Los nuevos espectadores son actores de un extraño rito: se miran, se toman las manos, indagan, se preguntan: Los hombres en su incrédula sequedad, las mujeres con su sensibilidad maternal, los viejos con su sabiduría gregaria y los niños con su alegría sin estrenar. Y los curtidos actores se convierten en espectadores de esa extraña presentación: no entienden la memoria genética del teatro y no logran comprender el misterio de la representación. Sin embargo los nuevos espectadores y los curtidos actores se prodigan en uno de los más hermosos actos de los seres humanos: el asombro.

Asombro que fue tejiendo la confianza y al final de la obra, en el desfile fúnebre de la familia cargando el cadáver del joven asesinado Alfonso Llanos, ni la nube de cucarrones que arremetió contra la caperuza, la hizo añicos y apagó la luz, pudo desconectar aquella comunión teatral que marchaba hasta la orilla del río, para con un bautizo ex tempore despedir al inmolado joven del paro cívico de La Dorada con el agua lustral al ritmo de los cueros en cumbia y de la danza trágica del Mohán que termina sumergido en el río.
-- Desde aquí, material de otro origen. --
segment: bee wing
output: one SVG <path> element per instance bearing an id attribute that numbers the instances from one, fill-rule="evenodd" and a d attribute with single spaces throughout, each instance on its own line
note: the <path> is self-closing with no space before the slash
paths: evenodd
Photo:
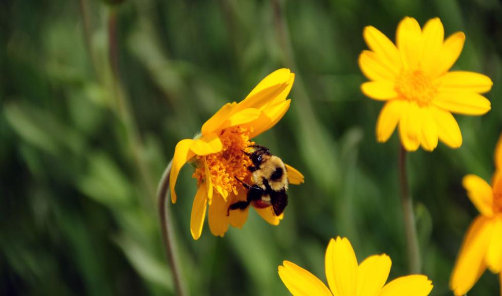
<path id="1" fill-rule="evenodd" d="M 286 193 L 286 189 L 279 191 L 272 191 L 270 194 L 270 200 L 274 213 L 276 216 L 280 215 L 284 211 L 284 209 L 288 205 L 288 194 Z"/>

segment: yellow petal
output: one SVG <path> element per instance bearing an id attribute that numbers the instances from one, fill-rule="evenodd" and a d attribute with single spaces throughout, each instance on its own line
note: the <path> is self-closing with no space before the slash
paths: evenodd
<path id="1" fill-rule="evenodd" d="M 194 140 L 190 146 L 190 150 L 198 155 L 215 153 L 221 151 L 222 149 L 223 144 L 215 133 L 202 135 L 200 139 Z"/>
<path id="2" fill-rule="evenodd" d="M 467 175 L 462 180 L 462 185 L 467 190 L 467 196 L 481 214 L 493 214 L 492 204 L 493 190 L 486 181 L 476 175 Z"/>
<path id="3" fill-rule="evenodd" d="M 257 119 L 261 113 L 259 110 L 254 108 L 236 111 L 223 123 L 220 128 L 222 129 L 251 122 Z"/>
<path id="4" fill-rule="evenodd" d="M 437 126 L 428 107 L 421 107 L 422 120 L 422 147 L 427 151 L 432 151 L 437 146 Z"/>
<path id="5" fill-rule="evenodd" d="M 398 25 L 396 38 L 404 67 L 416 69 L 422 58 L 423 45 L 422 30 L 417 20 L 407 16 L 403 18 Z"/>
<path id="6" fill-rule="evenodd" d="M 264 220 L 267 221 L 272 225 L 278 225 L 281 220 L 282 220 L 283 218 L 284 218 L 284 212 L 283 212 L 283 213 L 278 216 L 276 216 L 275 214 L 274 213 L 274 211 L 271 206 L 263 209 L 254 208 L 254 209 L 256 211 L 256 212 L 257 212 L 258 214 L 261 216 L 262 218 L 263 218 Z"/>
<path id="7" fill-rule="evenodd" d="M 385 285 L 392 264 L 385 254 L 370 256 L 357 268 L 356 296 L 377 296 Z"/>
<path id="8" fill-rule="evenodd" d="M 208 162 L 204 157 L 204 173 L 206 174 L 206 195 L 208 196 L 208 200 L 209 204 L 213 201 L 213 192 L 214 191 L 213 188 L 213 180 L 211 179 L 211 172 L 209 171 L 209 167 L 208 166 Z"/>
<path id="9" fill-rule="evenodd" d="M 204 123 L 201 129 L 202 134 L 204 135 L 209 135 L 218 129 L 232 114 L 236 106 L 237 103 L 235 102 L 224 105 L 218 112 Z"/>
<path id="10" fill-rule="evenodd" d="M 189 160 L 193 157 L 194 153 L 190 151 L 190 146 L 193 143 L 192 139 L 185 139 L 178 142 L 174 149 L 174 155 L 173 156 L 173 164 L 171 166 L 171 174 L 169 175 L 169 187 L 171 188 L 171 200 L 173 203 L 176 202 L 176 193 L 174 187 L 176 185 L 178 174 L 179 170 Z"/>
<path id="11" fill-rule="evenodd" d="M 430 73 L 436 66 L 436 60 L 441 51 L 444 38 L 444 29 L 438 17 L 429 19 L 423 26 L 423 55 L 422 67 L 426 73 Z"/>
<path id="12" fill-rule="evenodd" d="M 394 74 L 399 72 L 402 67 L 399 52 L 387 36 L 377 28 L 369 26 L 364 28 L 363 37 L 368 47 L 375 53 L 385 67 Z"/>
<path id="13" fill-rule="evenodd" d="M 213 202 L 209 206 L 208 213 L 209 229 L 213 235 L 223 237 L 228 230 L 228 206 L 223 198 L 218 194 L 215 194 L 213 196 Z"/>
<path id="14" fill-rule="evenodd" d="M 398 278 L 385 285 L 379 296 L 427 296 L 432 288 L 432 282 L 427 277 L 408 275 Z"/>
<path id="15" fill-rule="evenodd" d="M 437 125 L 439 140 L 452 148 L 460 147 L 462 145 L 460 128 L 452 113 L 434 106 L 430 110 Z"/>
<path id="16" fill-rule="evenodd" d="M 482 74 L 467 71 L 452 71 L 436 80 L 440 92 L 467 92 L 485 93 L 490 91 L 493 82 Z"/>
<path id="17" fill-rule="evenodd" d="M 236 203 L 239 201 L 245 201 L 246 200 L 247 192 L 245 190 L 240 190 L 239 191 L 239 194 L 236 196 L 233 194 L 231 194 L 230 196 L 229 201 L 230 202 L 228 203 L 229 205 L 231 205 L 234 203 Z M 240 210 L 234 210 L 230 211 L 230 216 L 229 216 L 229 220 L 230 222 L 230 225 L 232 225 L 233 227 L 238 227 L 239 229 L 242 229 L 243 226 L 246 221 L 248 220 L 248 215 L 249 214 L 249 207 L 247 207 L 244 211 Z"/>
<path id="18" fill-rule="evenodd" d="M 487 98 L 474 92 L 442 92 L 433 102 L 439 108 L 465 115 L 482 115 L 492 108 Z"/>
<path id="19" fill-rule="evenodd" d="M 202 232 L 206 210 L 208 205 L 206 192 L 206 183 L 201 185 L 197 190 L 194 203 L 192 205 L 192 214 L 190 215 L 190 232 L 194 240 L 198 240 Z"/>
<path id="20" fill-rule="evenodd" d="M 290 184 L 299 185 L 305 182 L 303 175 L 298 170 L 289 165 L 285 164 L 285 165 L 286 170 L 288 172 L 288 180 Z"/>
<path id="21" fill-rule="evenodd" d="M 462 52 L 465 41 L 466 35 L 461 32 L 452 34 L 444 41 L 436 60 L 436 67 L 432 69 L 433 76 L 441 75 L 450 70 Z"/>
<path id="22" fill-rule="evenodd" d="M 292 262 L 284 261 L 278 271 L 281 280 L 293 296 L 332 296 L 320 280 Z"/>
<path id="23" fill-rule="evenodd" d="M 294 82 L 294 74 L 289 69 L 280 69 L 269 74 L 239 103 L 238 110 L 259 109 L 272 102 L 286 100 Z"/>
<path id="24" fill-rule="evenodd" d="M 331 239 L 326 250 L 326 278 L 329 288 L 337 296 L 356 293 L 357 259 L 350 242 L 346 238 Z"/>
<path id="25" fill-rule="evenodd" d="M 394 84 L 388 81 L 371 81 L 361 85 L 361 90 L 366 96 L 379 101 L 397 97 Z"/>
<path id="26" fill-rule="evenodd" d="M 469 227 L 450 279 L 450 288 L 456 296 L 466 294 L 486 270 L 484 259 L 491 226 L 489 219 L 480 215 Z"/>
<path id="27" fill-rule="evenodd" d="M 370 80 L 391 82 L 396 80 L 397 71 L 375 52 L 363 50 L 359 55 L 358 63 L 363 74 Z"/>
<path id="28" fill-rule="evenodd" d="M 253 139 L 275 125 L 289 109 L 290 103 L 291 100 L 287 100 L 262 109 L 259 117 L 249 124 L 252 128 L 250 129 L 252 132 L 249 135 L 250 139 Z"/>
<path id="29" fill-rule="evenodd" d="M 399 121 L 399 136 L 404 149 L 414 151 L 420 145 L 421 120 L 418 105 L 414 102 L 407 103 L 407 107 Z"/>
<path id="30" fill-rule="evenodd" d="M 497 170 L 502 169 L 502 134 L 500 134 L 498 137 L 497 145 L 495 146 L 493 157 L 495 161 L 495 167 Z"/>
<path id="31" fill-rule="evenodd" d="M 494 273 L 502 271 L 502 218 L 496 218 L 493 222 L 493 233 L 488 246 L 486 262 Z"/>
<path id="32" fill-rule="evenodd" d="M 406 103 L 401 100 L 394 100 L 385 103 L 377 121 L 377 141 L 384 142 L 388 140 L 401 120 L 406 106 Z"/>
Llovió a cántaros durante la función, pero ni actores ni espectadores cejaron por un segundo su entrega. Empapados de noche, alrededor de un nuevo fuego se enciende la animada tertulia. Los ancianos narran sus aventuras del río y todos ríen pues todo es tan parecido al Tiempo Vidrio. Las mujeres cuentan las desgracias de sus hijos y todos callan pues es todo tan parecido al Tiempo Vidrio, los hombres hablan de la pesca en el río y todo es igualito al Tiempo Vidrio.
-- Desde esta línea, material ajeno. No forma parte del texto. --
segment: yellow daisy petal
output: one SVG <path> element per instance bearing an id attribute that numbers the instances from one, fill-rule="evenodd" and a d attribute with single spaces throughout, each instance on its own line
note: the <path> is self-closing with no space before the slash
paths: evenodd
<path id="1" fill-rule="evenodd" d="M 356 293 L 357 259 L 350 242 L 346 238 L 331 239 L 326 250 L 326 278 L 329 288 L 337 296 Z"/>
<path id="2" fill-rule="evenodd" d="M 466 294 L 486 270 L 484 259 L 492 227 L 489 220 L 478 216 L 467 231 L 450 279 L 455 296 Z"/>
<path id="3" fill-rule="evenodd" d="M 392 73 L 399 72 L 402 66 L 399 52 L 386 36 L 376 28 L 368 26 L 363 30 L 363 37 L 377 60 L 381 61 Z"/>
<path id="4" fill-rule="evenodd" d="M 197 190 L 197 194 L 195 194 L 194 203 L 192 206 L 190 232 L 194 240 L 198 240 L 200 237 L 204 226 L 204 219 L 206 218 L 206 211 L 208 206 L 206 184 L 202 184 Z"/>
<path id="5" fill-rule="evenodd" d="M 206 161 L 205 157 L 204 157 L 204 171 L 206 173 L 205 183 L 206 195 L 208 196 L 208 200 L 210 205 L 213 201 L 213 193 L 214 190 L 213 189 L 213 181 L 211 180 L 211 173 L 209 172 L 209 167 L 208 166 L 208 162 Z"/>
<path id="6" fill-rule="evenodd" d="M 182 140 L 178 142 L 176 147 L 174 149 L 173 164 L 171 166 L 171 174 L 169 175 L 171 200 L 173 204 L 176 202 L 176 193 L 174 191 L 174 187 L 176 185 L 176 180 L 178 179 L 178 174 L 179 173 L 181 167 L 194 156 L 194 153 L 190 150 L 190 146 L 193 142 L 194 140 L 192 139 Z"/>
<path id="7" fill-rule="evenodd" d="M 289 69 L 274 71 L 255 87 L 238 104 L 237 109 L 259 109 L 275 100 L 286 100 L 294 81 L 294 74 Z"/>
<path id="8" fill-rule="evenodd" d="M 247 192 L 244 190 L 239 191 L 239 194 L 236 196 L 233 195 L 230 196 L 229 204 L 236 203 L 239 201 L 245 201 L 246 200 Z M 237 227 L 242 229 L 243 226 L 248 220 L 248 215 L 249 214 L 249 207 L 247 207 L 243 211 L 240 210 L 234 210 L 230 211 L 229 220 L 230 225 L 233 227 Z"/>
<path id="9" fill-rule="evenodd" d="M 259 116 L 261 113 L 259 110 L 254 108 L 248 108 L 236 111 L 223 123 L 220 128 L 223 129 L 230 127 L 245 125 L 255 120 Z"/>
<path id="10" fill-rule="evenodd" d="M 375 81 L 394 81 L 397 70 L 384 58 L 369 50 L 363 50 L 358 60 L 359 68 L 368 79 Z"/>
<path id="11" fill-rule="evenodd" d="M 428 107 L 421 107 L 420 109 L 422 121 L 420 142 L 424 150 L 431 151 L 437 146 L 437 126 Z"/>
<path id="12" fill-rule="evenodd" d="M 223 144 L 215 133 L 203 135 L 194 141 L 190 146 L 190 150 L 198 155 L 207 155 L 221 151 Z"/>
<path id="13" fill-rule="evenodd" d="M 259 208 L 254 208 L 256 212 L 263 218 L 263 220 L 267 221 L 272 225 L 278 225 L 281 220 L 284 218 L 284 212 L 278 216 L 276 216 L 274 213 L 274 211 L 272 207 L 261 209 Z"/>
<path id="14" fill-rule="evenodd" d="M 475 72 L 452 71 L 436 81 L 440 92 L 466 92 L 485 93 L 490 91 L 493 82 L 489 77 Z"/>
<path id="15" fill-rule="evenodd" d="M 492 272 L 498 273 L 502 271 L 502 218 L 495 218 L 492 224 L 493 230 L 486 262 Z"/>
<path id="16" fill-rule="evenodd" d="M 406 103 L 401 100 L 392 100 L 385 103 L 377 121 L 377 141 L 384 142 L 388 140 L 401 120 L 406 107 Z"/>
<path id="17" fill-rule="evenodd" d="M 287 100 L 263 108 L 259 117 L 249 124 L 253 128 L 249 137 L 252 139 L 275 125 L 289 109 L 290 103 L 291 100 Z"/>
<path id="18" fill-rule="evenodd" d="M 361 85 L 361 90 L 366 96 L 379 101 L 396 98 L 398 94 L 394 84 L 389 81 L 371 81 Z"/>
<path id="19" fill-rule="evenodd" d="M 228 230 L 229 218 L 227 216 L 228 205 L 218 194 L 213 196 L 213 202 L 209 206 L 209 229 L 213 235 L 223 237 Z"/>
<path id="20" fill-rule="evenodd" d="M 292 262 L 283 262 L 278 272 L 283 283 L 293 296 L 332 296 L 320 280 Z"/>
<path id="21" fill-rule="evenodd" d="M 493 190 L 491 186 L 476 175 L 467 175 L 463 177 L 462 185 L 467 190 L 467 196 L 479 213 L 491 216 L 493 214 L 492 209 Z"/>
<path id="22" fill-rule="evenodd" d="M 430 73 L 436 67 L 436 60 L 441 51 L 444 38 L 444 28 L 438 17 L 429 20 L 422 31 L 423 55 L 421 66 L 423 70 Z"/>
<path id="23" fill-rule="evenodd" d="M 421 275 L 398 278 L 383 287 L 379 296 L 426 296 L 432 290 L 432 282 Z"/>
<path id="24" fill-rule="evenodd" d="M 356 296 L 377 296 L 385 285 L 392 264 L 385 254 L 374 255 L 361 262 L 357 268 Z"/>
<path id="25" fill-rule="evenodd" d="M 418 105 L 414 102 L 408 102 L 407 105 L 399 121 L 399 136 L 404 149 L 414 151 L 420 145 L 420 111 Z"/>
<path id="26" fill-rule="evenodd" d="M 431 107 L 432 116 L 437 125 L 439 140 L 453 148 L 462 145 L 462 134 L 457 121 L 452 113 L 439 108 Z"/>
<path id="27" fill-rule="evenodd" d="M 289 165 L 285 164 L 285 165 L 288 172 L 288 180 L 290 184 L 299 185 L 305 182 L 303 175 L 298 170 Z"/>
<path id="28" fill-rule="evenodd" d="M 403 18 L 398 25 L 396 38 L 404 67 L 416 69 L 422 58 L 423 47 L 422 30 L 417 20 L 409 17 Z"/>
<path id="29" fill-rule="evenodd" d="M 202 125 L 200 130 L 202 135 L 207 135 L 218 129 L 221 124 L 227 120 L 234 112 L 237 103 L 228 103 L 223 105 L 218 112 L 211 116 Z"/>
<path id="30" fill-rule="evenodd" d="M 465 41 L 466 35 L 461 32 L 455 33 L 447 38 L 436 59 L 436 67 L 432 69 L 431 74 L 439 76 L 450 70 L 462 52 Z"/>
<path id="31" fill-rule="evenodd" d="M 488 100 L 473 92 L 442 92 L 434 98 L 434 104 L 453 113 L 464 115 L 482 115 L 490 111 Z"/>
Se tienden nuevas hamacas en los bohíos de iraca, y actores, ancianos, mujeres y niños se despiden en silencio de los hombres que van nuevamente al río a continuar sus lances hasta el amanecer. La noche del sueño se pobló de fantasmas: de Cuchos, Alfonsos y Mohanes; de río, de pescadores y teatro.
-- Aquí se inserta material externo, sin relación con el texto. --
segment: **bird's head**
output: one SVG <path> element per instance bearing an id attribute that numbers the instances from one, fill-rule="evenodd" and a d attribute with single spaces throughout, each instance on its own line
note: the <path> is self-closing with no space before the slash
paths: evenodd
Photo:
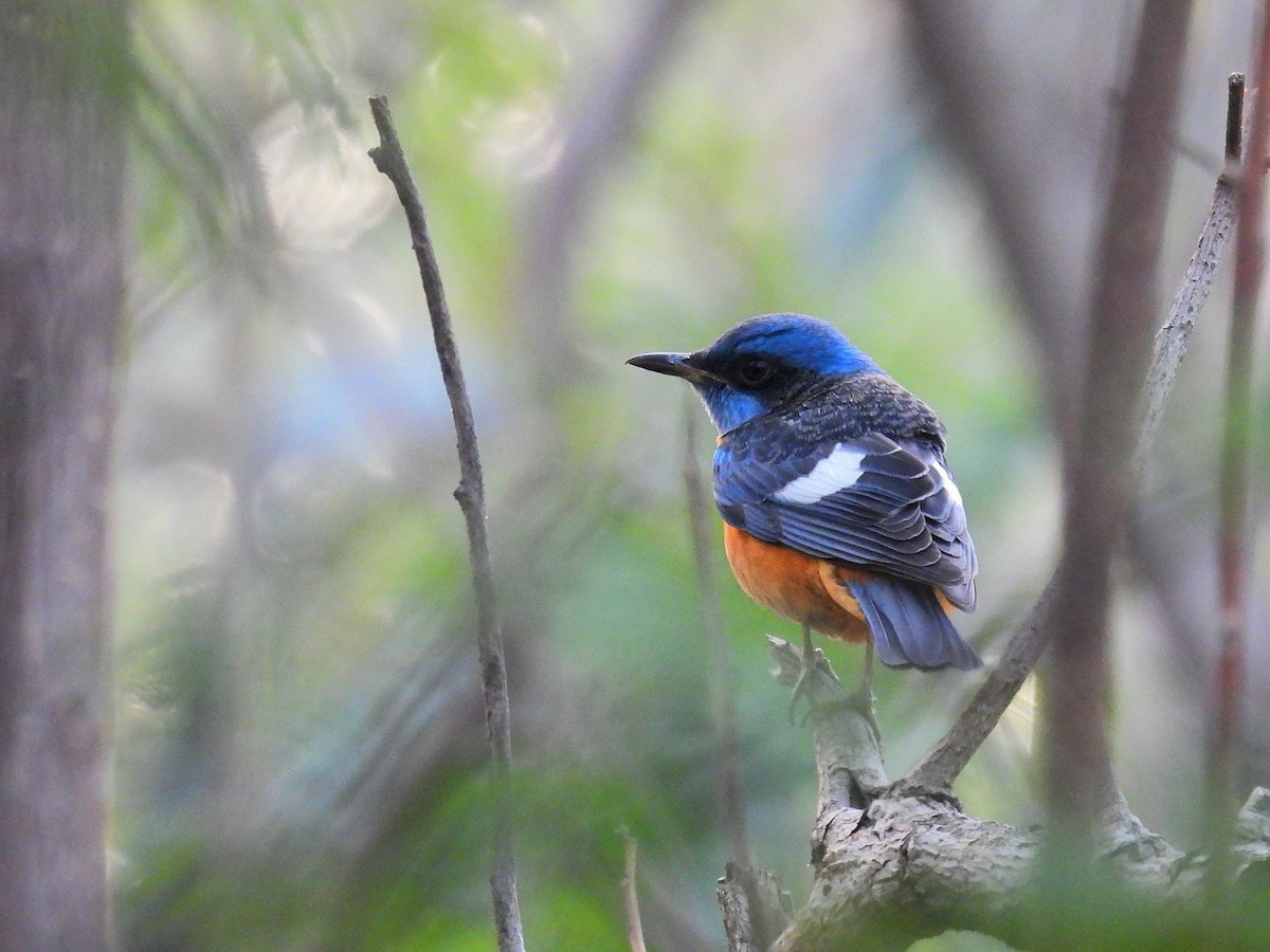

Se repitió la noche mágica de los lances en el río y de la función en las playas innumerables veces a lo largo del río. En todos los puertecitos construidos para la subienda por los errantes ciudadanos de la exclusión, Tiempo Vidrio dejó su efímera huella escrita en el agua del Magdalena. En camperos de monte, en canoas, en botes a motor o a pie, Pequeño Teatro recorrió cada curva del río entre Honda y Barrancabermeja buscando la vida, escarbando en los orígenes míticos las raíces de nuestro pueblo, de nuestra cultura y tratando de inscribir el teatro en el alma de un país sin nación.

Pescadores, mujeres, ancianos y niños cada noche se iniciaron en el teatro y cada noche los actores de Pequeño Teatro guardaron en sus memorias los recuerdos de esos escenarios insólitos, de ese público que nos enseñaría para siempre el origen profundamente popular del impuro arte del teatro.